There had been concern arising from animal studies that these drugs might increase body's protein levels which the coronavirus latches on to
Blood pressure medicines do not increase the risk of COVID-19 infection nor do they increase the risk of becoming seriously ill with the disease, three major studies said Friday, positive news for the millions of people who take them.
The research primarily concerned angiotensin-converting-enzyme (ACE) inhibitors and angiotensin-receptor blockers (ARBs), which are also given to diabetes patients to help protect their kidneys.
ACE inhibitors include likes of ramipril, lisinopril and other drugs ending in -pril; while ARBs include valsartan and losartan, and generally end in -sartan.
There had been concern arising from animal studies that these medicines might increase the body's levels of a protein called ACE2, which the coronavirus latches on to when it invades human cells, increasing people's vulnerability to the disease.
Confusing matters further, there were also contradictory animal studies that showed having more ACE2 proteins might lessen an inflammatory reaction in lungs to COVID-19, a beneficial effect.
The three new studies were published in the New England Journal of Medicine (NEJM).
Each involved reviewing the records of thousands of coronavirus patients either on or not on the medicines, then using statistical methods to control for other factors like underlying health conditions that might make people more susceptible to serious COVID-19.
"We saw no difference in the likelihood of a positive test with ACE inhibitors, with angiotensin receptor blockers," Harmony Reynolds of the NYU Grossman School of Medicine who led one of the studies that involved about 12,600 people told AFP.
The studies were "observational," meaning the researchers observed the effect of a risk factor.

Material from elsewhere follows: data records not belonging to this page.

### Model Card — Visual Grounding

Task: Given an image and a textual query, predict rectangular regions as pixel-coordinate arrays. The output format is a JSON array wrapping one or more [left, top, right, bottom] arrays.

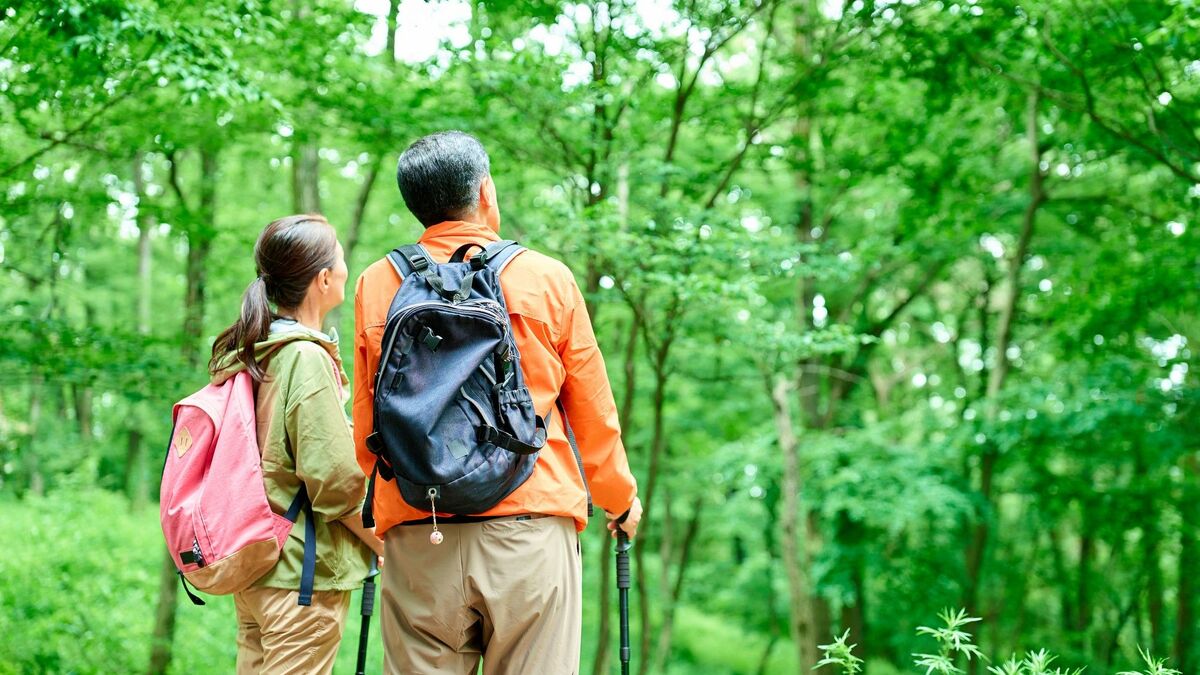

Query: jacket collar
[[418, 220, 500, 244]]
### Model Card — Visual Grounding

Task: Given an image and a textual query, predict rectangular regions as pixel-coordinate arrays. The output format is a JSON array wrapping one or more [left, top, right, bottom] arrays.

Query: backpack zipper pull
[[426, 488, 445, 546]]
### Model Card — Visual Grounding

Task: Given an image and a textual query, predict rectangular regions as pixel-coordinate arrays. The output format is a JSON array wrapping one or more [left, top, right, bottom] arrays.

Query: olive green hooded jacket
[[212, 319, 372, 591]]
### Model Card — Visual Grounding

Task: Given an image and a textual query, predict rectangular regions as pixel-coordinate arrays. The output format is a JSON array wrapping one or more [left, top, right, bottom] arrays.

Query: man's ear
[[479, 175, 496, 211]]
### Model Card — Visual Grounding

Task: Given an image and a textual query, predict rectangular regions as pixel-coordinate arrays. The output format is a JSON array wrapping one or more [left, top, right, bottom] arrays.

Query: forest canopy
[[0, 0, 1200, 675]]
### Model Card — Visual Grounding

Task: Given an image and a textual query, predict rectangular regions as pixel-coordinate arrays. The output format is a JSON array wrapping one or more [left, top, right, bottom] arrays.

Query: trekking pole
[[616, 510, 630, 675], [354, 554, 379, 675]]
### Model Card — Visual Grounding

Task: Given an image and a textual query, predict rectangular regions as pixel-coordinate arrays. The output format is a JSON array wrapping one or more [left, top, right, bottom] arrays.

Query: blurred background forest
[[0, 0, 1200, 675]]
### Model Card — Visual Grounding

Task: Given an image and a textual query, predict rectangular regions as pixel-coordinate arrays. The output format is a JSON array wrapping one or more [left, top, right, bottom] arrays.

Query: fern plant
[[812, 629, 863, 675], [812, 609, 1182, 675], [913, 609, 986, 675]]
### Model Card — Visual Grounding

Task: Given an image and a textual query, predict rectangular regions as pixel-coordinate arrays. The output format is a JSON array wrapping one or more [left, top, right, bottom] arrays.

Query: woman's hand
[[605, 497, 642, 539]]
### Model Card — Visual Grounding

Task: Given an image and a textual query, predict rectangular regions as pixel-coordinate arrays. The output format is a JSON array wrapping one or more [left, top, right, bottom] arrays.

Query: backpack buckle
[[418, 325, 442, 352]]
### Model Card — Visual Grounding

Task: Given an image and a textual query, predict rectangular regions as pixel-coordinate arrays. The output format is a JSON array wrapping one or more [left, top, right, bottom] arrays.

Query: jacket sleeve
[[286, 345, 366, 521], [350, 270, 379, 476], [558, 277, 637, 515]]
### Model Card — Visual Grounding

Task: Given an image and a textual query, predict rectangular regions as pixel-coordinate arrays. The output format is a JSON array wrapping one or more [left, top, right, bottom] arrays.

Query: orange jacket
[[353, 221, 637, 534]]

This type of investigation is always considered weaker than "experimental" where an intervention is introduced along with a control, which leaves less to chance.

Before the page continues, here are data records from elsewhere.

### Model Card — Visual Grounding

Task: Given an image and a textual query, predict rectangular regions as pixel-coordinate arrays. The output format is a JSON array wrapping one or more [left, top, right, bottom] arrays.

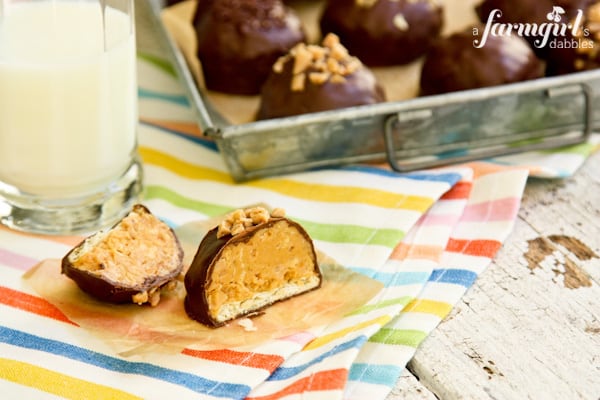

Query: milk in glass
[[0, 0, 137, 198]]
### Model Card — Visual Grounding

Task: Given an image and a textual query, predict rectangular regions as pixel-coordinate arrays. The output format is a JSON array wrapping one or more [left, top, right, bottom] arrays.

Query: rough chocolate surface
[[420, 28, 544, 96], [320, 0, 443, 66], [194, 0, 305, 95], [257, 35, 386, 119]]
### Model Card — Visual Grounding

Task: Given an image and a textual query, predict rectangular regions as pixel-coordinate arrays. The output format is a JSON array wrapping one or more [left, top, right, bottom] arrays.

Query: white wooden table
[[388, 153, 600, 400]]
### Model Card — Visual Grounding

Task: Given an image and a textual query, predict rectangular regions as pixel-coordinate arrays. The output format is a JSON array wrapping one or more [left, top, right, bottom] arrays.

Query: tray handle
[[383, 82, 594, 172]]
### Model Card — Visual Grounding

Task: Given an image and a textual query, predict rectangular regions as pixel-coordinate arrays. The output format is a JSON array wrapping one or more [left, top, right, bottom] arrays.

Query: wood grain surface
[[388, 149, 600, 400]]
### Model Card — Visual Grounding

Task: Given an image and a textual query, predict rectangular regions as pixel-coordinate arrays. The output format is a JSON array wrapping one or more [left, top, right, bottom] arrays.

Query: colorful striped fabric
[[0, 51, 596, 399]]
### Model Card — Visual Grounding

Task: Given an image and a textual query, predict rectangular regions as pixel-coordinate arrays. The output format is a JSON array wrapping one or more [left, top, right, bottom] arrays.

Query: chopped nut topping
[[291, 72, 306, 92], [131, 290, 148, 304], [217, 207, 285, 238], [273, 33, 362, 91], [271, 208, 285, 218], [355, 0, 378, 8], [393, 13, 410, 32], [308, 72, 331, 85]]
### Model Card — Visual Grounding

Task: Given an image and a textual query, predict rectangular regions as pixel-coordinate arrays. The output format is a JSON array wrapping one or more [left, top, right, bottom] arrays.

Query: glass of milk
[[0, 0, 142, 234]]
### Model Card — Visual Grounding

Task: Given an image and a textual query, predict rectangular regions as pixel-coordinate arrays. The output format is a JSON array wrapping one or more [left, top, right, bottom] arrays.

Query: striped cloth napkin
[[0, 54, 593, 399]]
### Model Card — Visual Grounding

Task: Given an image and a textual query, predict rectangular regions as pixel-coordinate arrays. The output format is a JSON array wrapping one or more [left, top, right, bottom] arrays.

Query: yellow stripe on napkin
[[0, 358, 141, 400]]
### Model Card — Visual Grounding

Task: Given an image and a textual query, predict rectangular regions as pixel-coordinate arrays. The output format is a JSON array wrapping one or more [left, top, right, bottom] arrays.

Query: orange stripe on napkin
[[0, 358, 140, 400], [0, 286, 79, 326], [181, 349, 284, 372], [246, 369, 348, 400], [446, 238, 502, 258]]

The authors of an accompanying editorial in the NEJM acknowledged this inherent weakness, but added: "We find it reassuring that three studies in different populations and with different designs arrive at the consistent message."

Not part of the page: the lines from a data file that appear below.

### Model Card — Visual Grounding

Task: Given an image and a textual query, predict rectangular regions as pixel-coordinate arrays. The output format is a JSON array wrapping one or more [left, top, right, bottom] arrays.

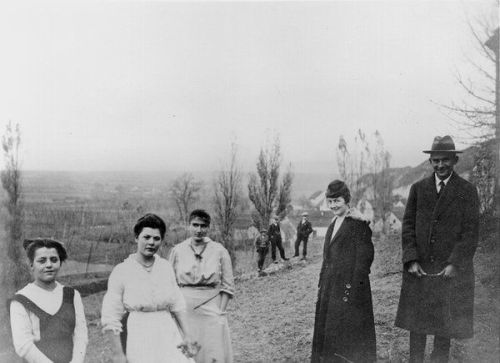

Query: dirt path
[[84, 237, 499, 363]]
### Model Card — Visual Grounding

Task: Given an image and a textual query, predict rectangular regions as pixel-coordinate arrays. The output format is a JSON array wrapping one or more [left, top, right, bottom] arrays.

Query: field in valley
[[80, 236, 499, 363]]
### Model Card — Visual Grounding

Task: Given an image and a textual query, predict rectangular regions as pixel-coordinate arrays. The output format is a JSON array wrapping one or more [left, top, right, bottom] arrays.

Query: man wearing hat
[[268, 216, 288, 263], [255, 228, 269, 272], [293, 212, 313, 260], [396, 136, 479, 362]]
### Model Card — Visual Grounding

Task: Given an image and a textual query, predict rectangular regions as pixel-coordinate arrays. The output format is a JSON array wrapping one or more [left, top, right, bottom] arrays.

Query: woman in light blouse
[[170, 209, 234, 363], [10, 238, 88, 363], [101, 214, 192, 363]]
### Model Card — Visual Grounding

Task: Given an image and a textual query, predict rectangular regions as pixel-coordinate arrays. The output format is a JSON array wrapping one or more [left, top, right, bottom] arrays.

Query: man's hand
[[438, 265, 457, 279], [113, 353, 127, 363], [408, 261, 427, 277]]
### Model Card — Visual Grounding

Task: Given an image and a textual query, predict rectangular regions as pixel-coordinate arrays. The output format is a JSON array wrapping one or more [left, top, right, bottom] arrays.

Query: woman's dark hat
[[325, 180, 351, 198], [423, 135, 462, 154], [23, 238, 66, 250]]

Reynolds said the findings were relieving, because she had been getting questions from worried patients who had read press reports and were asking if they should stop their medicines.
"I'm very happy to be able to tell patients that they should continue their blood pressure medications," she said.
This is especially important given that lockdown life itself appears to be causing high blood pressure, "maybe from stress or less exercise or eating differently," she added.
One of the NEJM studies, led by Mandeep Mehra and Brigham and Women's Hospital, found the drugs were potentially tied to a lower risk of death from COVID-19.
But the journal's editorial cautioned that this was not supported by the others and may be due to chance.